We looked at an exercise:

This is what I scribbled on the blackboard

So, using

==============================
R1(A,B)
------------------------------
fd: A -> B
key: A
==============================

and

==============================
R2(A,C)
------------------------------
fd: -
key: AC
==============================

should work.

We tried it in the notebook, where we had the table

R	A	B	C
	1	2	3
	2	2	4

which can be implemented as:

DROP TABLE IF EXISTS R;
CREATE TABLE R (
  a   INT,
  b   INT,
  c   INT
);

INSERT
INTO   R(a,b,c)
VALUES (1,2,3),
       (2,2,4);

To create R1 and R2 from above, we can run:

CREATE TABLE R1 AS
SELECT DISTINCT a, b
FROM   R;
CREATE INDEX r1key ON R1(a);

CREATE TABLE R2 AS
SELECT DISTINCT a, c
FROM   R;

giving:

R1	a	b
	1	2
	2	2

R2	a	c
	1	3
	2	4

and then recombine them into one table:

SELECT    a, b, c
FROM      R1
          JOIN R2 USING (a)

which returns:

a	b	c
1	2	3
2	2	4

This is an exact replica of the table we started with!

We also tried the ad-hoc decomposition:

==============================
R1(A,B)
------------------------------
fd: A -> B
key: A
==============================

and

==============================
R2(B,C)
------------------------------
fd: -
key: BC
==============================

As we saw above, these relations will both be in BCNF by virtue of being two-attribute relations, but since we haven't used our BCNF-decomposition recipe, we have no guarantee that we can reconstruct our original relation.

We can create the table R2 using:

CREATE TABLE R2 AS
SELECT DISTINCT b, c
FROM   R;

and it will be:

R2	b	c
	2	3
	2	4

We then tried to join it with R1:

SELECT    a, b, c
FROM      R1
          JOIN R2 USING (b)

and got:

a	b	c
1	2	3
1	2	4
2	2	3
2	2	4

which is not at all what we started out with!

So, using other decompositions than that which our algorithm gives us can result in tables which we can't reconstruct into our original table.

A few words on 3NF, and keeping FD's

We've seen that there are several Normal Forms, and sometimes 3NF can be useful – if we accept tables which are in 3NF, but not all the way into BCNF, we can sometimes keep FD's which can't be kept in BCNF, see the notebook for an example (the bookings table).

More normal forms

Some of the slides towards the end discuss 4NF, which is a generalization of BCNF, where we use multivalued dependencies instead of functional dependencies – we want you to be aware of 4NF, but we won't use it in the course.

A final example

Near the end, I started to normalize the student application database we've seen since lecture 2, we started out with one big table, and identified the functional dependencies.

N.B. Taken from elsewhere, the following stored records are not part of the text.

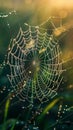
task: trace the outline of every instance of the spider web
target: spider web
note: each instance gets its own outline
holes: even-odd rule
[[[51,20],[55,30],[55,25]],[[43,24],[41,24],[42,26]],[[8,48],[7,75],[11,88],[25,106],[44,103],[57,95],[62,82],[61,49],[53,33],[25,24]]]

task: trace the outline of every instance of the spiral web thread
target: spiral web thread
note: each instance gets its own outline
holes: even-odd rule
[[[49,101],[57,95],[63,69],[62,52],[53,33],[27,24],[24,29],[20,28],[9,45],[7,64],[10,73],[7,76],[15,96],[27,106],[35,101]]]

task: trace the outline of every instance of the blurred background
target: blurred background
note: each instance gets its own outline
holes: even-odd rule
[[[40,25],[46,21],[49,17],[55,17],[53,23],[55,24],[58,31],[54,30],[55,37],[59,40],[60,47],[62,50],[62,60],[65,62],[63,67],[66,72],[63,74],[63,84],[60,86],[60,96],[63,97],[62,105],[71,107],[70,111],[64,115],[64,117],[71,114],[70,117],[66,118],[63,123],[57,125],[57,127],[48,128],[49,121],[55,122],[56,113],[58,111],[58,106],[52,108],[50,117],[45,116],[44,127],[42,128],[42,122],[39,123],[39,128],[36,130],[72,130],[73,129],[73,0],[0,0],[0,91],[1,91],[1,101],[5,99],[5,95],[2,94],[4,86],[7,85],[6,71],[1,67],[4,66],[5,55],[7,54],[7,48],[10,43],[10,39],[16,37],[19,28],[24,27],[24,23],[28,23],[32,26]],[[60,19],[59,19],[60,18]],[[18,104],[20,105],[20,104]],[[21,105],[20,105],[21,106]],[[2,124],[3,113],[0,110]],[[20,107],[11,108],[9,111],[9,117],[17,118]],[[26,113],[26,112],[25,112]],[[30,112],[31,113],[31,112]],[[14,115],[14,116],[13,116]],[[27,114],[24,114],[26,117]],[[52,117],[52,119],[51,119]],[[32,118],[32,114],[29,114],[29,118]],[[23,116],[22,118],[23,119]],[[33,122],[33,121],[32,121]],[[32,123],[33,124],[33,123]],[[47,128],[46,128],[47,126]],[[17,129],[17,128],[15,128]],[[19,128],[20,130],[21,127]],[[26,127],[27,129],[27,127]],[[30,126],[32,129],[32,126]],[[23,128],[25,130],[25,128]]]

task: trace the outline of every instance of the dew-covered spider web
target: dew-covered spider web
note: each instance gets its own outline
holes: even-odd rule
[[[26,107],[49,101],[62,82],[62,52],[53,34],[56,27],[52,19],[48,22],[53,29],[25,24],[9,44],[7,76],[15,96]]]

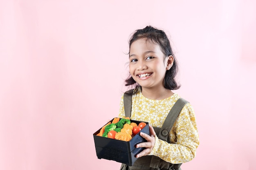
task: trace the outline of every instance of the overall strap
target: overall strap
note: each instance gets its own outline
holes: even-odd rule
[[[124,107],[126,117],[130,117],[132,111],[132,97],[133,89],[126,92],[124,94]]]
[[[182,98],[179,99],[175,103],[165,119],[159,134],[157,135],[159,139],[167,141],[169,132],[171,131],[180,113],[184,106],[187,103],[189,103],[189,102]]]

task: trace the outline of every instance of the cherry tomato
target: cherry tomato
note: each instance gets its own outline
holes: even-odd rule
[[[137,133],[139,133],[139,132],[141,130],[141,128],[140,128],[140,127],[134,126],[132,129],[132,134],[133,134],[134,135],[135,135]]]
[[[138,125],[138,126],[140,127],[142,129],[147,124],[145,122],[140,122]]]
[[[110,130],[108,133],[108,137],[109,138],[115,139],[115,137],[117,132],[115,130]]]

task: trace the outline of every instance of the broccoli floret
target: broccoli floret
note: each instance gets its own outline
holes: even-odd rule
[[[121,128],[116,128],[114,130],[117,132],[120,132],[121,131]]]
[[[107,125],[105,128],[105,131],[104,133],[103,133],[102,136],[103,137],[108,137],[108,133],[109,131],[110,130],[114,130],[116,128],[117,128],[117,126],[115,124],[111,124]]]
[[[124,127],[124,125],[126,124],[131,124],[130,121],[128,119],[121,119],[116,124],[117,128],[121,128],[121,129]]]
[[[123,122],[120,121],[116,124],[116,126],[117,126],[117,128],[121,128],[121,129],[124,127],[124,124],[123,124]]]
[[[123,124],[124,125],[126,124],[131,124],[131,121],[130,120],[130,119],[121,119],[120,121],[121,121],[123,123]]]

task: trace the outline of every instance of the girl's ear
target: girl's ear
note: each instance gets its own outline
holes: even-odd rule
[[[167,65],[166,67],[166,70],[169,70],[171,69],[171,67],[173,65],[173,62],[174,62],[174,58],[172,55],[169,55],[167,57]]]

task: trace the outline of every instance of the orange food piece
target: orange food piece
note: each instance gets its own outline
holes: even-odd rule
[[[120,118],[119,117],[115,117],[114,118],[113,121],[112,121],[112,124],[116,124],[120,120]]]
[[[137,124],[136,124],[136,123],[134,123],[134,122],[131,123],[131,124],[130,125],[130,126],[132,126],[132,127],[135,127],[135,126],[138,126],[138,125]]]
[[[123,128],[124,129],[130,129],[131,130],[132,130],[133,128],[133,126],[128,124],[125,124],[124,125],[124,127]]]
[[[123,128],[122,129],[121,129],[121,132],[122,133],[127,133],[131,136],[132,135],[132,130],[131,129]]]

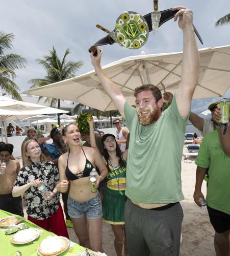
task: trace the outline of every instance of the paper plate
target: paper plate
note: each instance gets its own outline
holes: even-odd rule
[[[66,246],[65,247],[65,248],[64,249],[63,249],[63,250],[62,250],[62,251],[59,252],[58,252],[57,253],[55,253],[55,254],[52,254],[52,253],[51,252],[50,254],[49,254],[48,253],[46,253],[45,254],[41,254],[40,253],[39,253],[39,247],[40,247],[40,245],[39,245],[39,246],[37,248],[37,253],[38,253],[38,254],[39,256],[57,256],[58,255],[60,255],[61,254],[63,253],[63,252],[65,252],[65,251],[66,251],[69,249],[69,245],[70,245],[69,240],[65,237],[60,236],[58,237],[59,238],[61,238],[62,239],[65,240],[65,241],[66,242]],[[45,239],[45,238],[44,239]]]

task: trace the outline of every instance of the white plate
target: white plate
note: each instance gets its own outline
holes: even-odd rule
[[[20,234],[22,236],[23,236],[23,233],[24,232],[27,232],[26,230],[29,230],[30,229],[33,229],[36,231],[35,233],[35,236],[34,236],[33,237],[31,237],[30,239],[28,239],[27,241],[21,242],[18,242],[17,241],[15,241],[14,240],[14,238],[16,236],[18,236]],[[29,232],[29,231],[28,231],[28,232]],[[36,228],[27,228],[26,229],[23,229],[22,230],[20,230],[17,232],[17,233],[16,233],[13,236],[13,237],[10,239],[10,242],[11,242],[12,244],[18,244],[18,245],[30,244],[30,243],[32,243],[34,240],[36,240],[38,238],[39,238],[40,234],[41,234],[39,232],[39,229],[37,229]]]
[[[60,253],[52,254],[52,256],[58,256],[58,255],[60,255],[62,253],[63,253],[63,252],[65,252],[65,251],[66,251],[69,249],[69,247],[70,242],[69,242],[69,240],[68,239],[68,238],[66,238],[65,237],[61,237],[61,236],[59,236],[58,237],[60,238],[61,238],[62,239],[65,240],[67,242],[67,245],[66,246],[66,248],[65,249],[65,250],[63,251],[62,251]],[[41,254],[39,253],[39,252],[38,252],[39,247],[40,247],[40,245],[39,246],[38,246],[38,248],[37,248],[37,253],[38,253],[38,254],[39,256],[44,256],[43,254]]]
[[[5,220],[9,220],[10,221],[10,219],[12,218],[15,219],[17,218],[18,220],[18,221],[16,224],[13,223],[13,224],[9,224],[8,225],[5,225],[4,226],[1,226],[1,222],[2,222],[3,221]],[[14,226],[16,226],[16,225],[17,225],[18,224],[20,223],[22,221],[22,220],[21,220],[19,218],[16,217],[16,216],[14,216],[13,215],[11,215],[10,216],[7,216],[6,217],[3,218],[2,219],[0,219],[0,227],[2,228],[6,228],[6,227],[13,227]]]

As you can see, the three tables we come up with after the final step, called students, colleges and app'', are the same as the ones we got when we created an ER-model in week 2.

In this case our three final tables happens to contain the same atttributes as our three functional dependencies, but that's 'by coincidence'. Just writing down three relations with the attributes of our functional dependencies will not guarantee that we can reproduce our original relation – only by following our 'recipe' can we be sure to get relations which we can recombine into our original table (on exams, some students just write down relations with the attributes of the functional dependencies, and they may or may not be the same tables we would get if we followed the 'recipe', but a solution without a correct derivation will give zero points, since it gives no guarantee whatsoever that we can recombine our tables into the original).

Earlier we've seen an ER-diagram for the applications:

If we translate this into tables, as we did in week 2, we would get exactly the same tables as we got when we normalized into BCNF.